Aboriginal people co-exist with the presence of spiritual beings in their everyday life (Edwards, 2005). Through an elliptical sense of time Aboriginal people continually connect with the origin of their spiritual being and wait for the right time to move from one stage of life to the next. This seems such a beautiful thing when read more deeply. To me, it reflects Aboriginal belonging, being and becoming. The patterns laid down by the Ancestral Beings described the roles and responsibilities allocated to men and women and the consequences of breaking the law.

Aboriginal people have a complex kinship system which guides the place individuals have within each society. Moieties and various subsections determined suitable choice of marriage partner. In reading further, Edwards describes the findings of Radcliffe-Brown that the social support network in the Aboriginal society extends to include brothers of fathers and sisters of mothers also as mothers and fathers. In this arrangement individuals have an understanding of their connection and obligations to other members of their group.

They may also be related to groups across the country. Although The Dreaming is made up of some complex relationships and understandings, it seems in some ways very much more simplified and ordered. The law and rules don’t change. I think, having a cultural, spiritual system that lays down the laws for lifestyle that allows for the preservation of the past, acknowledgement of the now and accommodation for the future is something a race can be very proud of.

Aboriginal people have a unique connection or interrelatedness with the land. They are as one; care-takers responsible for its preservation. Aboriginal people communicate these relationships by re-enacting the Dreaming through oral narratives, songs, dance, rituals and ceremonies and art works, many depicting patterns of movement, sacred landforms, locations of water holes and food sources. Many rituals and ceremonies were considered sacred and gender specific (Edwards, 2005).

Dreaming stories and songs were introduced to children over the generations according to their age and sex, each stage reflecting the continuing connection to the ancestral beings within their group and reinforcing their way of life, values and beliefs and ‘Growth and stature were measured by contribution, participation, responsibility and accountability’ (Giant Jigsaw Puzzle,1988), not by land ownership. I wondered if this was laid out more specifically in our Western Culture if we would have the disrespect, greed and the waste of natural resources so commonly seen.
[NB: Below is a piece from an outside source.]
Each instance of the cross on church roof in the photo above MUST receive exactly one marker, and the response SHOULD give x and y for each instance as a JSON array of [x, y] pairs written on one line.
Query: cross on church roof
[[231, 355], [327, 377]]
My own experience in Aboriginal Cultures revolves around the teaching arena and focussed on Dreaming stories. Throughout my readings I found it difficult to distinguish different aspects of the Dreaming as each made reference to the other, however, it has come to my attention that the depth of my knowledge was rather superficial and tokenistic. The Dreaming does not articulate the true depth of feeling and significance to Aboriginal people; nor the richness of culture it represents.

The importance placed on spiritual awareness and a participatory role with the land, has enabled Aboriginal people to circumvent uprisings between communities, develop close relationships and networks, and create a sustainable existence in tune with the environment that has lasted for many millenniums. In essence, the Dreaming gives a sacred significance to the events of everyday life (Edwards, 2005). REFERENCES; Edwards, W H, An introduction to Aboriginal societies,2nd edition, 2005, Thomson/Social Science Press, Vic.

Australia HUMS 1035 Aboriginal Cultures, Seminar :Part 1, SP2 seminar doc. 2010, www. learn. unisa. edu. au/course/view. php? id=30848, March 2011 The Giant jigsaw puzzle, Dodson, P 1988, ‘Giant Jigsaw puzzle’, new internationalist, Issue 186, August 1988. Tunbridge, D, Flinders Ranges dreaming, The meaning of the Dreaming, pp. xxviii-xli 1988, Aboriginal Studies Press for the Australian Institute of Aboriginal and Torres Strait Islander Studies, Canberra, 1988.